The Climber Automobile
Arkansas' chapter in Automotive History began early in 1919 with the forming of the Climber Motor Corporation in North Little Rock. The factory was built on a 20 acre tract of land located at 1800 East Seventeenth Street. Capitalized at $1,000,000, stock sold initially at $10 per share. The incorporators were William Drake, Clarence Roth and Davis Hopson with Drake as the President of the Firm. However, in October 1919, a reorganization brought Henry Buhler, who had been Sales Manager, in as President.

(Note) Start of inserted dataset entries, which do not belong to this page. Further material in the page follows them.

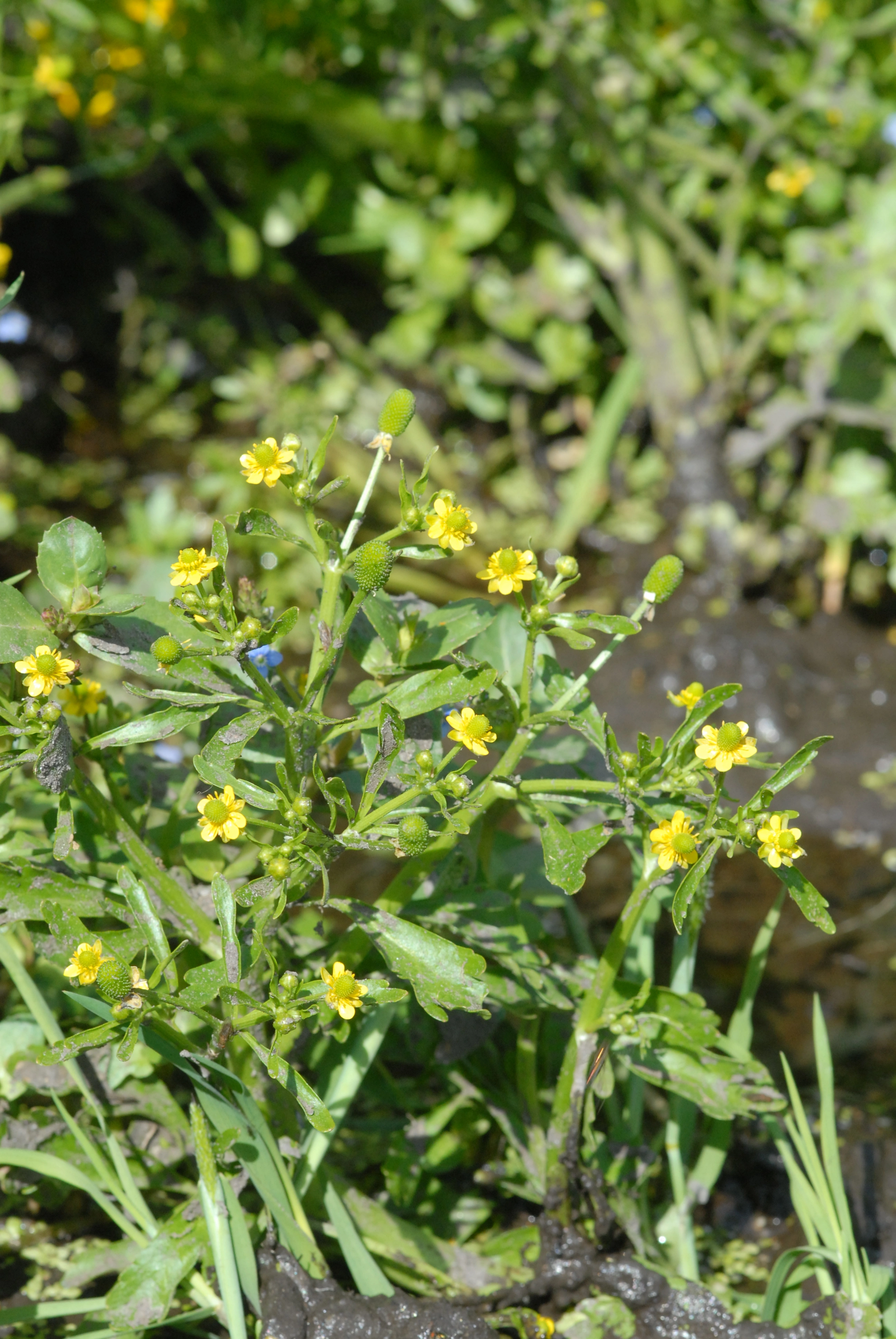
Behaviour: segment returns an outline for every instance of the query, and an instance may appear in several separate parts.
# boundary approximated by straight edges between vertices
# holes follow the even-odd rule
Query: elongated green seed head
[[[123,1000],[133,991],[131,973],[123,963],[107,959],[99,964],[96,988],[110,1000]]]
[[[355,554],[355,566],[352,568],[358,589],[364,595],[372,595],[374,590],[384,586],[394,561],[395,553],[386,544],[386,540],[368,540],[367,544],[362,544]]]
[[[676,554],[667,553],[658,558],[644,577],[644,595],[652,595],[655,604],[664,604],[678,589],[684,576],[684,564]]]
[[[406,856],[422,856],[430,844],[430,830],[422,814],[408,814],[398,825],[398,844]]]
[[[411,391],[392,391],[380,410],[376,426],[380,432],[400,437],[414,418],[415,408],[417,400]]]

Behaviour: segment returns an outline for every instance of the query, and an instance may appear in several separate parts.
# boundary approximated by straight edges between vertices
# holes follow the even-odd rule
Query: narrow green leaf
[[[785,885],[806,920],[812,921],[813,925],[817,925],[825,935],[833,935],[837,927],[825,911],[828,901],[821,896],[814,884],[810,884],[805,874],[800,873],[796,865],[781,865],[779,869],[775,869],[775,874]]]
[[[288,1060],[284,1060],[281,1055],[277,1055],[276,1051],[268,1051],[264,1046],[256,1042],[254,1036],[249,1032],[244,1032],[242,1036],[256,1052],[258,1059],[264,1060],[268,1075],[296,1099],[301,1110],[308,1117],[311,1125],[313,1125],[315,1130],[332,1130],[335,1123],[332,1115],[311,1085],[303,1079],[301,1074],[295,1070]]]
[[[352,1216],[339,1198],[339,1192],[332,1181],[327,1182],[327,1189],[324,1190],[324,1208],[327,1209],[327,1217],[336,1229],[339,1249],[362,1297],[394,1297],[395,1288],[392,1288],[362,1241]]]
[[[202,707],[163,707],[161,711],[137,716],[113,730],[104,730],[86,742],[87,749],[121,749],[123,744],[145,744],[154,739],[167,739],[190,724],[208,720],[218,710],[218,703]]]
[[[449,1008],[489,1016],[482,1007],[488,987],[479,979],[486,963],[473,949],[366,902],[340,900],[331,907],[351,916],[372,939],[391,969],[411,983],[421,1007],[431,1018],[443,1023]]]
[[[770,790],[777,795],[779,790],[783,790],[783,787],[789,786],[792,781],[796,781],[797,777],[802,775],[809,763],[818,757],[821,746],[830,743],[832,739],[833,735],[818,735],[816,739],[810,739],[808,744],[804,744],[802,749],[797,749],[793,758],[788,758],[788,761],[782,763],[767,781],[762,782],[762,786],[753,797],[753,801],[750,801],[751,807],[754,807],[755,802],[755,805],[763,809],[765,805],[759,799],[762,791]]]
[[[684,924],[684,916],[687,908],[690,907],[691,898],[700,888],[703,880],[710,872],[713,861],[715,860],[715,853],[722,845],[722,838],[715,837],[710,845],[702,852],[699,860],[691,865],[684,878],[680,881],[675,889],[675,897],[672,898],[672,924],[675,925],[675,933],[682,933],[682,925]]]

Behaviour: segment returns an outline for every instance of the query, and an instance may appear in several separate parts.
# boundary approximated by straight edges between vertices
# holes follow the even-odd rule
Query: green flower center
[[[220,823],[225,823],[228,821],[230,810],[222,799],[209,799],[202,813],[205,818],[208,818],[208,821],[217,828]]]
[[[675,833],[670,846],[678,856],[690,856],[691,852],[696,850],[696,842],[690,833]]]
[[[727,724],[719,726],[715,742],[725,753],[733,753],[743,743],[743,731],[737,722],[729,720]]]
[[[253,446],[252,454],[261,469],[267,470],[269,465],[276,463],[280,451],[276,446],[272,446],[271,442],[261,442],[258,446]]]
[[[358,992],[358,981],[348,972],[333,976],[333,995],[338,1000],[350,1000]]]
[[[490,730],[488,716],[471,716],[463,727],[463,732],[470,735],[471,739],[481,739],[482,735],[488,735]]]

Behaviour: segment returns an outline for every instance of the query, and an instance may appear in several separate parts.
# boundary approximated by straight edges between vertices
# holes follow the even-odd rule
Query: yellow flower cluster
[[[329,987],[324,995],[327,1004],[338,1010],[340,1018],[354,1018],[355,1010],[362,1007],[362,995],[367,995],[364,983],[355,980],[355,973],[344,963],[333,963],[332,972],[321,967],[320,979]]]
[[[765,179],[769,190],[789,200],[802,195],[806,186],[812,186],[816,179],[816,170],[809,163],[800,163],[797,167],[774,167]]]
[[[478,715],[473,707],[462,707],[459,712],[450,711],[445,719],[451,726],[449,739],[463,744],[479,758],[488,758],[489,750],[485,746],[498,738],[488,716]]]
[[[245,809],[245,799],[237,799],[233,786],[225,786],[220,794],[204,795],[196,807],[202,815],[200,818],[202,841],[214,841],[216,837],[222,841],[236,841],[246,825],[241,813]]]
[[[50,647],[36,647],[32,656],[16,660],[16,670],[25,676],[29,698],[50,696],[56,686],[64,688],[78,664]]]
[[[477,572],[479,581],[489,582],[489,595],[513,595],[522,590],[524,581],[534,581],[538,573],[532,549],[498,549],[489,558],[489,565]]]

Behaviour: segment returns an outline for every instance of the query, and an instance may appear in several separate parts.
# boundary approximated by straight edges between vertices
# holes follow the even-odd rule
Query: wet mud
[[[514,1311],[518,1324],[520,1308],[561,1315],[588,1297],[623,1303],[615,1319],[607,1318],[605,1339],[860,1339],[863,1334],[861,1311],[844,1299],[812,1303],[788,1330],[767,1322],[735,1323],[706,1288],[674,1288],[628,1252],[604,1255],[550,1218],[542,1217],[540,1229],[541,1253],[530,1283],[485,1299],[475,1310],[399,1289],[391,1297],[360,1297],[333,1279],[311,1279],[288,1251],[268,1241],[258,1253],[261,1339],[494,1339],[496,1332],[520,1332],[510,1322],[505,1328],[500,1312]],[[533,1339],[534,1334],[533,1327]]]

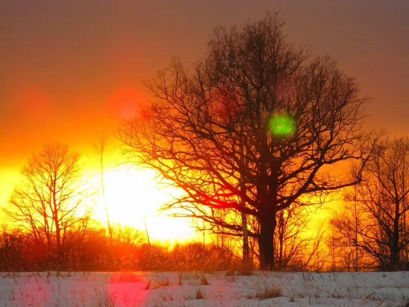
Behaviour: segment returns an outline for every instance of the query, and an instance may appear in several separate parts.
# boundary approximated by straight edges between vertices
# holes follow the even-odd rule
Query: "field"
[[[409,272],[4,273],[9,306],[409,306]]]

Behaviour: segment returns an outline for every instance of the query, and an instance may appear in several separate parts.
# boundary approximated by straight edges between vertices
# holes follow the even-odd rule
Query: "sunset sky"
[[[267,10],[280,10],[289,41],[357,78],[372,98],[367,127],[409,134],[408,1],[3,1],[0,206],[43,144],[70,145],[91,168],[99,136],[115,148],[113,129],[150,97],[142,80],[172,55],[187,64],[202,57],[214,26]]]

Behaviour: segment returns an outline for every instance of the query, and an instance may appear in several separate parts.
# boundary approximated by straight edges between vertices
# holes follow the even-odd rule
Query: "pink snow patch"
[[[138,275],[119,274],[111,277],[107,287],[116,305],[126,307],[146,304],[149,293],[146,285]]]

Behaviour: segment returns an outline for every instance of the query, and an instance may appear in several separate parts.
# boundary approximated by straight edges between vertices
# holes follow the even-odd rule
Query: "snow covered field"
[[[409,272],[1,273],[1,306],[409,306]]]

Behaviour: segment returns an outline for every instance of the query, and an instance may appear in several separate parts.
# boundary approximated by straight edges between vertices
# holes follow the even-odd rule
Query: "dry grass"
[[[238,271],[236,275],[238,276],[251,276],[255,275],[255,273],[252,270],[241,270]]]
[[[201,286],[208,286],[208,284],[210,284],[209,281],[208,281],[207,278],[206,278],[206,276],[205,276],[204,275],[203,275],[201,277],[201,278],[200,279],[200,284],[201,284]]]

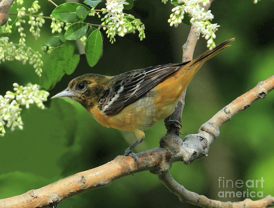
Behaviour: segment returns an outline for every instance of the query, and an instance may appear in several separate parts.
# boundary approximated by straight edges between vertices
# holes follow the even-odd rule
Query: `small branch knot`
[[[49,195],[51,202],[48,203],[50,207],[56,208],[61,202],[61,198],[57,193],[51,193]]]
[[[190,134],[184,138],[183,147],[185,152],[183,162],[188,165],[195,159],[207,155],[209,144],[206,138],[199,134]]]

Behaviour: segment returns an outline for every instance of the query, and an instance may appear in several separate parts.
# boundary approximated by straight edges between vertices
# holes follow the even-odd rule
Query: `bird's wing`
[[[150,90],[189,62],[151,66],[115,76],[105,90],[99,107],[106,115],[114,114]]]

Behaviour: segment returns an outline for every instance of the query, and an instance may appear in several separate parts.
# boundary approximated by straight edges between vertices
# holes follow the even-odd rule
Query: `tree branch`
[[[9,11],[14,0],[2,0],[0,1],[0,26],[5,25],[9,19]]]
[[[177,196],[180,200],[206,208],[259,208],[274,206],[274,197],[269,195],[262,199],[252,201],[246,199],[241,202],[223,202],[209,199],[205,196],[190,191],[178,183],[167,172],[158,176],[165,186]]]
[[[164,176],[163,178],[160,176],[160,178],[163,179],[163,182],[168,188],[175,187],[171,183],[174,182],[172,180],[165,179],[166,177],[168,178],[169,174],[166,173],[171,164],[181,161],[188,164],[195,159],[205,156],[208,151],[209,144],[214,141],[212,138],[217,135],[216,133],[213,134],[211,133],[216,131],[211,131],[210,127],[213,127],[213,128],[220,128],[237,113],[243,110],[245,106],[249,106],[260,98],[265,97],[267,93],[273,88],[274,75],[260,82],[253,88],[224,108],[223,109],[225,108],[226,112],[229,111],[229,114],[225,113],[225,115],[224,114],[223,110],[218,112],[202,125],[198,134],[188,135],[183,140],[177,135],[164,135],[160,140],[159,147],[137,154],[139,161],[138,167],[133,158],[119,156],[113,160],[97,168],[76,173],[21,195],[0,199],[0,207],[30,208],[46,207],[49,205],[55,207],[61,200],[67,198],[92,189],[108,186],[113,181],[120,178],[148,170],[153,173]],[[226,117],[223,118],[224,116],[228,115],[229,117],[228,119]],[[204,130],[202,130],[202,128]],[[180,187],[181,188],[182,186]],[[184,194],[183,193],[180,194]],[[188,197],[188,196],[184,197]],[[198,194],[195,196],[195,197],[199,196]],[[180,195],[180,197],[183,197]],[[263,199],[255,202],[246,199],[243,203],[251,205],[258,203],[254,207],[263,207],[265,204],[264,202],[265,200],[270,202],[269,199],[272,199],[271,203],[273,204],[273,198],[271,197],[267,196]],[[206,201],[206,198],[203,200],[203,203]],[[197,201],[197,203],[198,202]]]

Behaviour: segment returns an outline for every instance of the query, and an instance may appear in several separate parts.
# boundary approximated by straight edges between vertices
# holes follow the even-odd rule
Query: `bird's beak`
[[[74,91],[70,90],[68,87],[62,91],[58,93],[54,96],[53,96],[51,98],[51,99],[55,97],[70,97],[72,96],[75,96],[73,94]]]

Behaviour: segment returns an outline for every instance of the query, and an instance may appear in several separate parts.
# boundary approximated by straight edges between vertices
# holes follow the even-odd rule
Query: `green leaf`
[[[50,36],[47,37],[43,45],[46,46],[57,47],[63,43],[59,36]]]
[[[124,16],[124,18],[127,20],[129,22],[132,22],[135,20],[134,19],[133,19],[133,18],[131,18],[129,17],[127,17],[126,16]]]
[[[92,0],[85,0],[84,1],[84,3],[86,5],[90,6],[93,8],[95,8],[97,5],[101,2],[102,1],[92,1]]]
[[[89,30],[89,32],[88,32],[88,33],[86,35],[86,36],[87,37],[88,37],[91,34],[91,33],[93,31],[97,29],[97,28],[96,28],[95,27],[92,27],[90,26],[90,28]]]
[[[54,49],[50,54],[50,63],[46,68],[48,80],[44,83],[47,89],[53,88],[65,74],[71,74],[80,60],[80,55],[74,53],[75,46],[68,42],[66,45]]]
[[[82,21],[86,17],[88,12],[86,8],[83,6],[79,6],[76,8],[76,14]]]
[[[86,32],[88,24],[86,22],[75,22],[70,25],[65,33],[64,38],[68,40],[75,40],[82,38]]]
[[[174,5],[176,5],[176,6],[177,6],[178,5],[182,5],[184,4],[183,3],[181,3],[180,4],[178,3],[178,0],[171,0],[170,3],[171,4],[173,4]]]
[[[191,25],[191,23],[190,23],[191,19],[191,17],[188,16],[188,14],[185,13],[184,14],[184,19],[182,20],[182,22],[186,25]]]
[[[61,41],[65,43],[66,43],[66,40],[65,39],[65,38],[64,37],[64,35],[65,35],[65,33],[64,31],[62,30],[62,32],[61,32],[61,33],[59,33],[59,38],[61,40]]]
[[[128,3],[128,5],[124,5],[124,9],[130,9],[133,6],[133,0],[127,0],[126,2]]]
[[[88,37],[85,53],[89,65],[91,67],[95,66],[103,53],[103,40],[99,29],[93,31]]]
[[[79,6],[84,7],[87,11],[90,11],[88,7],[78,3],[67,2],[61,4],[52,11],[53,17],[56,19],[65,22],[75,22],[80,20],[76,14],[76,9]]]

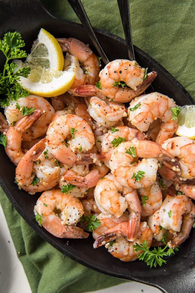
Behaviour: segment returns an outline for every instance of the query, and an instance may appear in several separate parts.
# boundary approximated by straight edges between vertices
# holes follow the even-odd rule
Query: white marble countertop
[[[31,293],[30,286],[23,267],[18,258],[0,205],[0,293]],[[151,286],[133,282],[94,292],[159,293],[161,291]]]

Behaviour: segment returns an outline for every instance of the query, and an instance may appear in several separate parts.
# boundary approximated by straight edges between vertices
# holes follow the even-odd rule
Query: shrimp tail
[[[93,244],[94,248],[97,248],[103,245],[105,245],[107,243],[114,241],[117,238],[118,238],[122,235],[122,232],[120,231],[108,234],[104,233],[99,236],[95,241]]]
[[[76,165],[85,165],[95,163],[97,161],[102,161],[105,156],[96,154],[79,154],[77,155],[77,160]]]
[[[19,120],[16,124],[15,126],[18,132],[23,132],[26,130],[28,128],[29,128],[33,125],[34,122],[40,117],[43,114],[42,111],[39,109],[36,109],[34,112],[30,115],[25,116],[24,119],[21,119]],[[24,119],[25,119],[25,125],[24,125]],[[22,126],[24,125],[24,127]]]
[[[179,161],[162,148],[161,150],[161,152],[158,157],[160,161],[168,169],[175,172],[180,172],[181,168]]]
[[[140,215],[134,212],[128,221],[127,239],[129,241],[134,241],[137,235],[140,223]]]
[[[82,228],[77,226],[69,225],[65,226],[66,231],[61,238],[68,238],[75,239],[86,238],[89,235],[88,233],[85,232]]]
[[[133,98],[140,96],[150,86],[157,76],[158,73],[156,71],[151,71],[148,73],[146,79],[140,84],[137,86],[137,89],[134,91]]]

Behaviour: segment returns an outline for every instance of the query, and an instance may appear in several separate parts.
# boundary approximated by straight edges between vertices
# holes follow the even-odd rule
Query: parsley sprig
[[[114,138],[111,142],[111,144],[114,147],[116,147],[117,146],[118,146],[121,142],[125,142],[126,140],[126,139],[125,137],[121,137],[119,136],[117,138],[116,138],[116,137]]]
[[[175,120],[175,119],[178,119],[178,115],[181,111],[181,108],[179,107],[175,107],[175,108],[170,107],[170,108],[173,114],[173,117],[171,120]]]
[[[152,250],[150,250],[149,248],[147,247],[147,241],[146,240],[144,240],[140,244],[136,242],[135,245],[133,246],[135,251],[137,252],[139,250],[144,251],[143,252],[138,255],[139,260],[144,260],[147,265],[150,266],[151,268],[152,266],[156,268],[157,265],[161,267],[163,263],[166,263],[167,261],[163,259],[163,258],[174,254],[175,251],[179,250],[178,247],[175,247],[174,249],[169,248],[167,249],[168,246],[167,244],[166,238],[165,233],[163,235],[162,240],[165,245],[164,248],[158,247],[156,249],[154,247]]]
[[[19,98],[26,97],[29,94],[18,81],[20,76],[27,77],[30,69],[24,67],[15,72],[18,65],[13,61],[9,63],[12,59],[27,56],[25,51],[20,49],[25,45],[20,34],[17,32],[7,33],[2,40],[0,39],[0,50],[6,58],[3,72],[0,71],[0,94],[3,97],[0,99],[0,105],[2,107],[8,106],[10,100],[16,100]]]
[[[95,215],[90,214],[89,217],[83,215],[80,218],[79,222],[85,225],[88,231],[92,232],[100,225],[101,222],[99,219],[95,219]]]
[[[66,185],[63,185],[61,187],[61,192],[63,193],[68,194],[69,191],[71,191],[76,187],[75,185],[68,183]]]

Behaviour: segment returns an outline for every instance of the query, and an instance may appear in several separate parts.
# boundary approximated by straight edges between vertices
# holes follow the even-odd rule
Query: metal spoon
[[[120,17],[125,33],[128,56],[130,60],[135,60],[134,50],[131,36],[128,0],[117,0]]]
[[[103,62],[105,64],[107,64],[109,63],[109,60],[95,34],[93,29],[80,0],[68,1],[80,21],[87,31],[88,35],[96,48],[100,57],[101,57]]]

Promoters of the Climber Motor Company went to Detroit and hired George Schoeneck as Chief Engineer. He was given the responsibility of purchasing material and parts that would be needed in producing the Climber Automobile. Production was scheduled to begin in the Spring of 1919. He was soon joined by Ernest Taylor, Chief Electrician, who later was promoted to Plant Superintendent. Schoeneck went North and purchased and shipped to Little Rock all the equipment, materials and parts to begin production. Unable to acquire all the "finished parts", it was necessary to design and manufacture some components along with the equipment necessary to install them. This delayed production until late 1919.
The name Climber is appropriate. It would climb like a tractor, yet run well on the highway. To prove its stamina and climbing ability, a Climber was once driven up the steps of the State Capitol Building in Little Rock.
From its beginning, the Climber Motor Corporation was in financial trouble and during its few years of production, 1919-1923, built approximately 275 cars.